By: Dago Alcaraz Schramm

When we talk about healthy eating or a healthy lifestyle, we generally ask a person why they started exercising or joining a nutrition program, and one of the most common answers is because they want to live a healthy lifestyle. healthy and thus gain in health and quality of life. Although wanting to lead this healthy lifestyle is something admirable, not defining it can be a problem, since it does not guide you to a specific goal, this healthy lifestyle phrase can vary from person to person but we can agree that it is a life where the majority of actions and habits are aimed at helping to keep us away from illness and decrepitude. Within these actions and habits it is certain that in the first places we must talk about nutrition, eating healthy will contribute to the vast majority of health markers moving towards that healthy life we are talking about.


But like a healthy lifestyle, a healthy diet is another one of those positive phrases that, without defining it, leaves many things in the air that can confuse us and lead us to desired destinations or objectives.
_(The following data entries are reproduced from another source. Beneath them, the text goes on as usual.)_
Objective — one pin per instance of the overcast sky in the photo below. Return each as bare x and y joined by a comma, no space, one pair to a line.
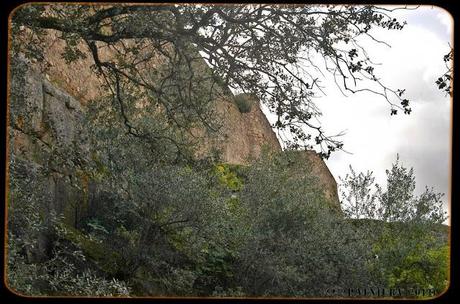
422,139
373,137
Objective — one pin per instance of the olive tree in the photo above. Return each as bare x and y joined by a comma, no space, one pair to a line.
267,50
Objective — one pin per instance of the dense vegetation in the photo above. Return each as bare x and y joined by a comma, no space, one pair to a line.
212,229
158,221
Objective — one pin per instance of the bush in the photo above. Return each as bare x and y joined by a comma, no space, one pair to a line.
244,103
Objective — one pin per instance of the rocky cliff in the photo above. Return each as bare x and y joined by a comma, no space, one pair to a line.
47,105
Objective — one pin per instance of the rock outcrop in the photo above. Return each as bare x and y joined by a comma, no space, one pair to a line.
46,111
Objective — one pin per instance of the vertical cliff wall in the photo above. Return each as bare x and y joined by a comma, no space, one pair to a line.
55,94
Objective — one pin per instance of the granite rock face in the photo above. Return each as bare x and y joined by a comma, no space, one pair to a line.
46,111
45,120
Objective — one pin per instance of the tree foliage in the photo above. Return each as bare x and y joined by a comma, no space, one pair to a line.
444,82
409,253
267,50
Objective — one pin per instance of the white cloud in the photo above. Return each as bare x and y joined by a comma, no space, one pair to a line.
374,137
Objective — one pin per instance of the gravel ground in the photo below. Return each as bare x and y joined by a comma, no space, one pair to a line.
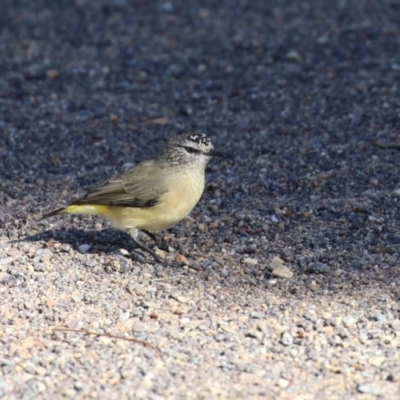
291,285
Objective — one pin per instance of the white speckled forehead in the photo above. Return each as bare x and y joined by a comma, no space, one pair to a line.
200,138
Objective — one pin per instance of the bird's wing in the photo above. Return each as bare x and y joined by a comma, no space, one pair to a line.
137,187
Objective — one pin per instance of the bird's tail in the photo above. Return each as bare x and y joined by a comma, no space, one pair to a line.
84,209
54,213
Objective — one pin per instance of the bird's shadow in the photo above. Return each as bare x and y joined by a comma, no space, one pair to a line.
104,241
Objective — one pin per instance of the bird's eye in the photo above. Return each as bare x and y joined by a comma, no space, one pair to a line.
191,150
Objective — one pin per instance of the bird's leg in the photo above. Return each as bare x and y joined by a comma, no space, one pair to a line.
181,229
134,233
157,240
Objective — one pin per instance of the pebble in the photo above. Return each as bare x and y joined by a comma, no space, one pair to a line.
6,261
286,339
376,361
379,317
119,252
369,388
318,268
39,267
283,383
274,219
349,320
224,272
250,261
178,297
83,248
281,271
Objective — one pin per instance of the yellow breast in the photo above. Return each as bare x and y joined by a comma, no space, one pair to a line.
184,189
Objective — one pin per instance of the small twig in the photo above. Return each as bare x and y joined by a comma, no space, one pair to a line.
109,335
167,279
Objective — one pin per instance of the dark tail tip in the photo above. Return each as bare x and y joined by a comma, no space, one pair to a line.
53,214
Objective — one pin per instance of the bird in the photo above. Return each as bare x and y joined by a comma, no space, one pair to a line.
155,194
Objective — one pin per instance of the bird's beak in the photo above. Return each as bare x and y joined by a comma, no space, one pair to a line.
214,153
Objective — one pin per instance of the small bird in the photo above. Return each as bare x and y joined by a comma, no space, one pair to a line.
153,195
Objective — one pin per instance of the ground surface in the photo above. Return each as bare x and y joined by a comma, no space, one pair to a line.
304,97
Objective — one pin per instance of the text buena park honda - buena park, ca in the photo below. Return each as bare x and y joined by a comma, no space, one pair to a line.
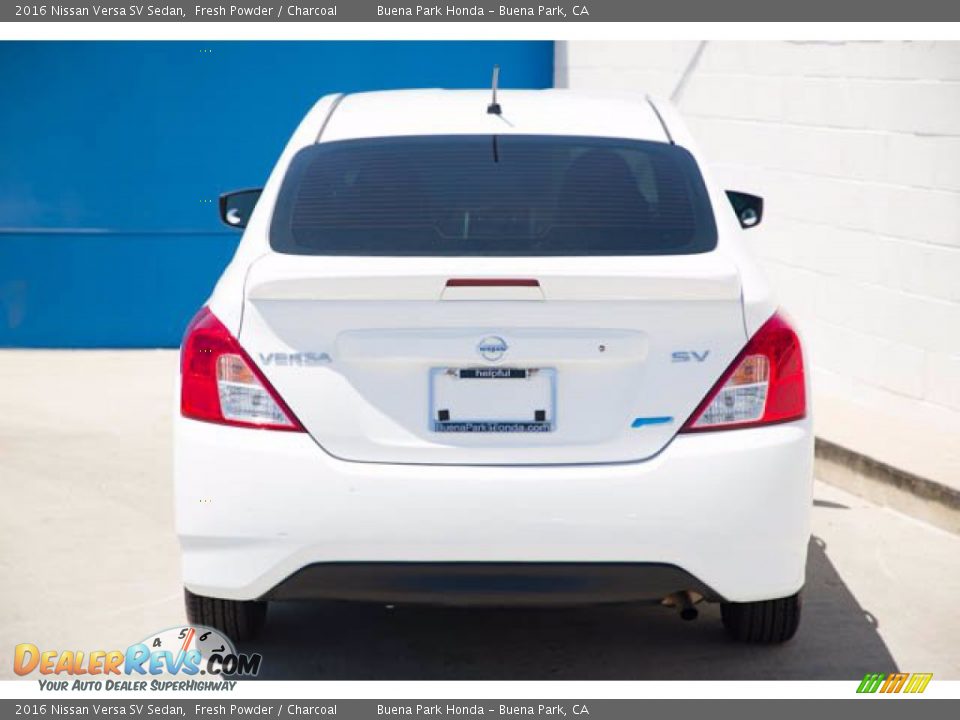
503,710
544,11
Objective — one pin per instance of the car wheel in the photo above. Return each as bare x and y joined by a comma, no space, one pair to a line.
763,622
239,620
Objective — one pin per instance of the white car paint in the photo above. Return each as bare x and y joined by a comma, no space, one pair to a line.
370,482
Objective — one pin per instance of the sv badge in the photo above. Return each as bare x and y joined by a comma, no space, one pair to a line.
689,356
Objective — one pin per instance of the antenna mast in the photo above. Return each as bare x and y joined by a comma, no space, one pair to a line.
494,107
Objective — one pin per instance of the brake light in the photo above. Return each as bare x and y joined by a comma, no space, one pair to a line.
763,385
219,383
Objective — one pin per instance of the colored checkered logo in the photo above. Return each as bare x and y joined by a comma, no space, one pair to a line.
894,682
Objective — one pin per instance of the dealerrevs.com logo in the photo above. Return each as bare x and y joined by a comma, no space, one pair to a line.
193,657
894,682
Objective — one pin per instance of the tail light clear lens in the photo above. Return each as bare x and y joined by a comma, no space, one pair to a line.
220,384
763,385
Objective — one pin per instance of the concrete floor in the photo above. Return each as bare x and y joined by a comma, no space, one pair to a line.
89,561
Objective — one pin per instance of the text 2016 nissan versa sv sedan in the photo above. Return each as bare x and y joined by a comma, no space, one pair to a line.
464,356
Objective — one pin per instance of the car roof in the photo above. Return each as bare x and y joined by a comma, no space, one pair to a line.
529,112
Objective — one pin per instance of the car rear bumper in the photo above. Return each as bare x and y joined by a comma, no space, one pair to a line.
265,514
475,583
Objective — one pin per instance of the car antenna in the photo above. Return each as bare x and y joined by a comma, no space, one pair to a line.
494,107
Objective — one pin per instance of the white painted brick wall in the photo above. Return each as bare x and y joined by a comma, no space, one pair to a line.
856,147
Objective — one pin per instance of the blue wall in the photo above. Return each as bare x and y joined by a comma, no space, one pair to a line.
112,155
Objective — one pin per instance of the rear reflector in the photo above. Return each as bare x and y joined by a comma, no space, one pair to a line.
492,282
219,383
763,385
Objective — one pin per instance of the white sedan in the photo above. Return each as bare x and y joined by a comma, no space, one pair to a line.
493,353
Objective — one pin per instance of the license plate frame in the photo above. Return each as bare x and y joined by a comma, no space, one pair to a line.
446,383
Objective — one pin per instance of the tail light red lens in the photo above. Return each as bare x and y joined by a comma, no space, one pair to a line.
219,383
763,385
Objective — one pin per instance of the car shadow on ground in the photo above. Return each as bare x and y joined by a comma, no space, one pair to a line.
837,639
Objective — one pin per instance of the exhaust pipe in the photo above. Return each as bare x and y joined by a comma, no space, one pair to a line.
684,602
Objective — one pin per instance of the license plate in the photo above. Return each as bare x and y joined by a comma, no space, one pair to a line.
484,399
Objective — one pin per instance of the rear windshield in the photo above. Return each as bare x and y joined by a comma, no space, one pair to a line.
499,195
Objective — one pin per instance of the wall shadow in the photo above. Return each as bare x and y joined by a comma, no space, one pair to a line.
837,640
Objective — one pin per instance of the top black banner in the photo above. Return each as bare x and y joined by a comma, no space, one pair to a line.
470,11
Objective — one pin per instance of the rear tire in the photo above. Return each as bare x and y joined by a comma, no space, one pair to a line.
764,622
240,620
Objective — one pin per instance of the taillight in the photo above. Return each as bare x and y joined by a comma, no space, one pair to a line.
219,383
763,385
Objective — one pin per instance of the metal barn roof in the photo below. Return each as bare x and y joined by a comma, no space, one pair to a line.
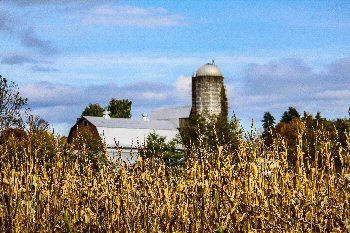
171,113
131,123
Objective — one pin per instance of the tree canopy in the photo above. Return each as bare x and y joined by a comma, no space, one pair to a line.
289,115
120,108
93,110
12,105
268,121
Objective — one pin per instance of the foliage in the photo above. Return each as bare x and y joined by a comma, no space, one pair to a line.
268,121
120,108
289,115
254,190
309,128
12,105
93,110
90,148
156,146
215,132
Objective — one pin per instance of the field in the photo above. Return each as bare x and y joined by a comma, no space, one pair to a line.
54,188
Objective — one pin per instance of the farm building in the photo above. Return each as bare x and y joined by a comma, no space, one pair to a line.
128,134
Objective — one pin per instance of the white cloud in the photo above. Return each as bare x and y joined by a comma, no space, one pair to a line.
133,16
183,87
334,94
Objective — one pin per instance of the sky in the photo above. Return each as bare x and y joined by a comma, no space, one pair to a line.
67,54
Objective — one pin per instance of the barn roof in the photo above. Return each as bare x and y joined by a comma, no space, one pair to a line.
131,123
172,113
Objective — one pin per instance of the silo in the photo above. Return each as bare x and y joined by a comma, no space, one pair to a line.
207,82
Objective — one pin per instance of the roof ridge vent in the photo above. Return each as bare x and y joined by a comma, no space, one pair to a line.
106,114
145,117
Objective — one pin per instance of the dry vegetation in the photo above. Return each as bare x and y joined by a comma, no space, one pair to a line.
54,189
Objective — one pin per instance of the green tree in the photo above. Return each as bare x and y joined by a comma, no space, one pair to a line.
12,105
91,149
224,103
93,110
268,121
289,115
120,108
156,146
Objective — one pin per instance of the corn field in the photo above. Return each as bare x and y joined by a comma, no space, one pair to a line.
252,190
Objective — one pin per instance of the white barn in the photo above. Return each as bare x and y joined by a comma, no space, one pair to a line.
126,135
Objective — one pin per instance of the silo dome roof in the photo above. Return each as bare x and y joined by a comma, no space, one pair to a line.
209,69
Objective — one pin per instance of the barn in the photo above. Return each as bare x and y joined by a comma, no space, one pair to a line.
126,135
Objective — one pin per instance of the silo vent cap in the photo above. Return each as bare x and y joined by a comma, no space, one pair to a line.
209,69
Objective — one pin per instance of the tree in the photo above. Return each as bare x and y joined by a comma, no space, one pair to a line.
289,115
157,146
11,105
268,121
93,110
120,108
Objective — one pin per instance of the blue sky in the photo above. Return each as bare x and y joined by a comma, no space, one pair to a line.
274,54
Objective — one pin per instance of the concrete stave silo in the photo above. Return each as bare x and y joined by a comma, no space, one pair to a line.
206,90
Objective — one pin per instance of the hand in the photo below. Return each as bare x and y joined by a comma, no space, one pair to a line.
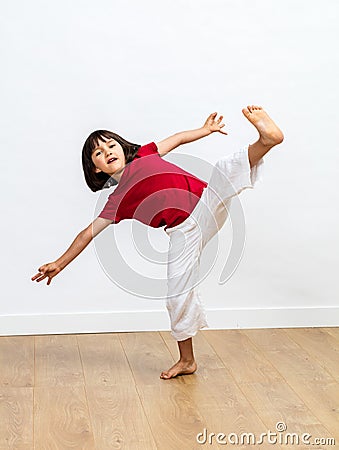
47,271
213,124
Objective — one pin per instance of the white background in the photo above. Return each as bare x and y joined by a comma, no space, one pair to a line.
147,70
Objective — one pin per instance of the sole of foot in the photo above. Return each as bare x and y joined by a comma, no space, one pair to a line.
270,133
180,368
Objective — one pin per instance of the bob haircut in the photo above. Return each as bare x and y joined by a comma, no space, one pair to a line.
101,180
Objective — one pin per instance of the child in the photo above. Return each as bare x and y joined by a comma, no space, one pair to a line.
158,194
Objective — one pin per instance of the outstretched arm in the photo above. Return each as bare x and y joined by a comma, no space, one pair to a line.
211,125
50,270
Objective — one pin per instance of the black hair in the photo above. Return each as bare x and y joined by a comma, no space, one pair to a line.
101,180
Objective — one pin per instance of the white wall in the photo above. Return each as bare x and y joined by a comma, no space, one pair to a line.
147,70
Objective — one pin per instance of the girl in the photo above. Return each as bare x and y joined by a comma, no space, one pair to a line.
158,194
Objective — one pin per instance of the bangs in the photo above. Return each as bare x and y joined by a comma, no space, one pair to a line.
94,138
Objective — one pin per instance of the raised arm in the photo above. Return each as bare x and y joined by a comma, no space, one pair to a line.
81,241
211,125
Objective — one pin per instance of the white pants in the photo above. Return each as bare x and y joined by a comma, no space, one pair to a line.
230,176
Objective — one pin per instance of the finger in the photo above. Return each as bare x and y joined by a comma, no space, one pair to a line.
41,278
36,276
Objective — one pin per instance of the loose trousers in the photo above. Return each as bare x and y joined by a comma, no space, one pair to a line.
230,175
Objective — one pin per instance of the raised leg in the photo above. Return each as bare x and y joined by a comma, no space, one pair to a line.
269,133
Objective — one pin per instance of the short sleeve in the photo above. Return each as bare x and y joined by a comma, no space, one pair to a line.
110,209
148,149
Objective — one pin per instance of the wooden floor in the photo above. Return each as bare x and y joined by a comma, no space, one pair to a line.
103,391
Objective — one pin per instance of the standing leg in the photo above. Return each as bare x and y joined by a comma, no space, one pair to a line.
183,303
186,364
269,134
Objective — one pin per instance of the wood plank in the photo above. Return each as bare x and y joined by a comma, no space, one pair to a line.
334,331
317,388
61,419
57,361
103,359
321,345
174,417
277,402
263,386
225,409
240,357
16,418
17,361
118,418
286,355
147,356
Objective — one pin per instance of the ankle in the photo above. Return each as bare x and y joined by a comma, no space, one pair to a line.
187,360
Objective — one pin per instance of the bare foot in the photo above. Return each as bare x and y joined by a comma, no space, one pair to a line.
180,368
270,134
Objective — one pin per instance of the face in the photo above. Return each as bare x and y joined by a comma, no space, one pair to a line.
109,157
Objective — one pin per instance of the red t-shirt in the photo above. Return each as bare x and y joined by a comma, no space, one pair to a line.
153,191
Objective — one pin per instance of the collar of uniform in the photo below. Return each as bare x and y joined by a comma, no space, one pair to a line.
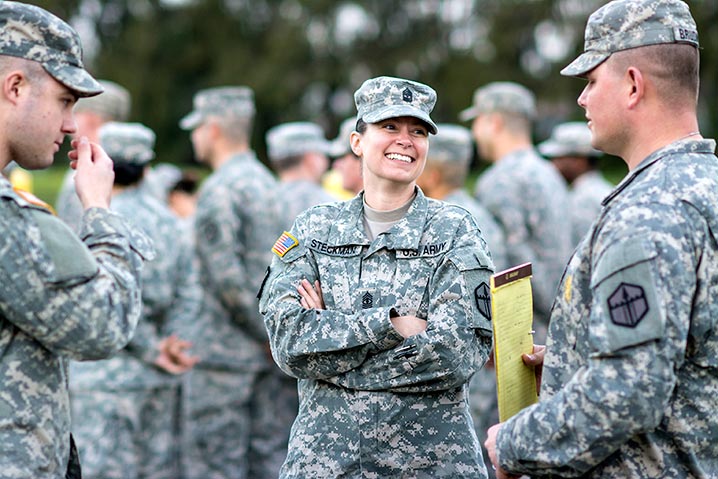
703,146
403,235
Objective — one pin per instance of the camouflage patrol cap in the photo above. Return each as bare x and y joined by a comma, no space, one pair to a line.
624,24
451,145
127,142
113,104
340,146
569,139
387,97
505,97
222,102
292,139
29,32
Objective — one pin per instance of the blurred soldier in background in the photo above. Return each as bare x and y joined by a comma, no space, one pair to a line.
232,404
569,149
61,298
631,372
345,161
525,193
113,104
444,178
298,153
126,410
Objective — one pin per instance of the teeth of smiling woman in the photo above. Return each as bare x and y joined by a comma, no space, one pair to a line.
396,156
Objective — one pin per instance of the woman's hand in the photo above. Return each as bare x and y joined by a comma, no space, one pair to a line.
311,296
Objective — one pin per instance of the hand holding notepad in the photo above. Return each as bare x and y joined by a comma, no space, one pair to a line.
512,317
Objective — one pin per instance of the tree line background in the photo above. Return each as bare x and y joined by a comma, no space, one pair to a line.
305,58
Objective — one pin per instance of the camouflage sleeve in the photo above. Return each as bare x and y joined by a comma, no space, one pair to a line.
457,340
311,343
642,289
221,251
78,302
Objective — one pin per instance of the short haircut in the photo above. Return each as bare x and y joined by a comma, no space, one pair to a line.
674,69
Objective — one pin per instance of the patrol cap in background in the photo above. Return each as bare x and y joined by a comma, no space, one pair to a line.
568,139
292,139
341,146
113,104
452,144
381,98
624,24
505,97
222,102
127,142
29,32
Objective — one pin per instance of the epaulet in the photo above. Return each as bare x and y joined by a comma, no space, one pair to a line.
34,200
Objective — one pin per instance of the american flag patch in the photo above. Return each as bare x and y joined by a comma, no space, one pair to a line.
284,243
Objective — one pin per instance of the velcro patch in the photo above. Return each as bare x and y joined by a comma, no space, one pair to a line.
627,305
482,296
284,243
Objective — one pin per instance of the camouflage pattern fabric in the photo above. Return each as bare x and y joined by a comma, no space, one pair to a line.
527,197
630,375
299,196
35,34
60,300
490,230
584,200
387,97
373,404
624,24
236,221
127,387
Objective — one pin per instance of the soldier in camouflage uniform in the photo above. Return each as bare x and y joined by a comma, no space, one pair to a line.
298,153
569,149
444,178
233,405
61,298
126,410
631,370
113,104
346,163
523,192
379,306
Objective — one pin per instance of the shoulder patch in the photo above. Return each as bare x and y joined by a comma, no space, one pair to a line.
34,200
627,305
482,296
284,243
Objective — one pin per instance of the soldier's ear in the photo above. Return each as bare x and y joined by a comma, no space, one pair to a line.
355,143
13,84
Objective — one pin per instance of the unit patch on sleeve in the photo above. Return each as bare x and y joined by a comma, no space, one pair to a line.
482,296
284,243
627,305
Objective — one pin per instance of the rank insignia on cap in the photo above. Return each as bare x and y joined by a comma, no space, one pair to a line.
284,243
482,296
407,95
627,305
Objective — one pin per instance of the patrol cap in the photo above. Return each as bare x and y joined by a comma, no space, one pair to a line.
452,144
624,24
127,142
568,139
112,104
223,102
388,97
292,139
341,146
29,32
505,97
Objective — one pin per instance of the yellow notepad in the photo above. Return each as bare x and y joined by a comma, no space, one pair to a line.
512,317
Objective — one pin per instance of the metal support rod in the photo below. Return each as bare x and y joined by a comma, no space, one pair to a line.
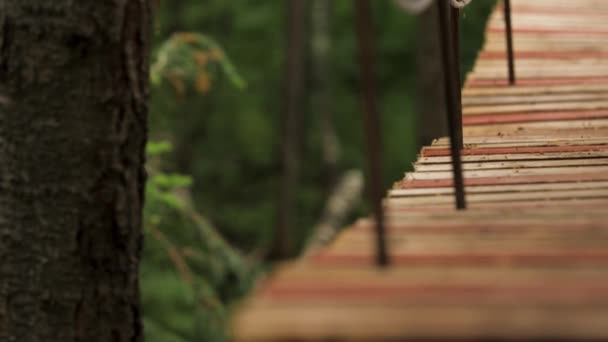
509,38
364,28
450,85
455,19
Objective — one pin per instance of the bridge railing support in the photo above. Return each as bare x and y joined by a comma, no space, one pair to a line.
509,40
449,37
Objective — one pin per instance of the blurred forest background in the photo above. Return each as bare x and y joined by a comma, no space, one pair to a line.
215,142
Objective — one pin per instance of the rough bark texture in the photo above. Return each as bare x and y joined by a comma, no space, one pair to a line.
73,94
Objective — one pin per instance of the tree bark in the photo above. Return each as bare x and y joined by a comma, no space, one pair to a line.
73,118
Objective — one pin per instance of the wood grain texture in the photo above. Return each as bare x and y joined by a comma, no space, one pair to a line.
528,260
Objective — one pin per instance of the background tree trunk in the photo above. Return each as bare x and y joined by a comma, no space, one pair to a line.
74,79
430,98
291,136
321,11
There is no perfect diet because we are all different in many ways, we are different in size, gender, level of physical activity, body composition, etc.
Although there is no magic formula that works well for everyone, there are general positive principles that will keep the vast majority away from the disease: “Eat minimally processed food, not too much, and make sure most of it is plants.”
Minimally processed food: it is food that has not gone through human processes, grew on earth, had a mother, absence of multiple ingredients and a short expiration date.

Salmon, apple, pepper, onion, tangerine and sweet potato would be good examples, while cookies, ice cream, pasta would be highly processed foods.
Not too much: the correct amount of food for each person has many variants but if you are looking for an elegant solution speaking in the mathematical sense marked by its simplicity and effectiveness, we can use the hand with each macro-nutrient:

  • Protein: 1-2 palms per meal.
  • Carbohydrates: 1-2 fistfuls per meal.
  • Fat: 1-3 thumbs. And if what you want is more simplicity, another option is to eat 3 full meals a day without snacks, filling yourself to what you feel is 80% of your capacity.
  • Vegetables and fruits: An easy measure to use is 800 grams of these meals per day, you simply weigh each plant and fruit that you are going to eat until you add this amount before finishing your day, vary as much as you can to receive a complete range of micronutrients.


To differentiate a body that has a healthy diet and one that does not, facing a disease (like Covid19), I want you to imagine a boat in the ocean that is about to be hit by a storm, this boat is equipped with the best trained team of sailors in the world, the materials used to build it are of the best quality and technology available to man and it has been tested over and over again over the years to prove that all safety systems work and don’t. They have errors. Now imagine a raft that is on one side and is going to be hit by that same storm, it is being sailed by a pirate while drinking an entire bottle of rum, it is built of old wood that is rotting and has not been given any attention. nor maintenance to their security systems.

And how do you want to face the storm?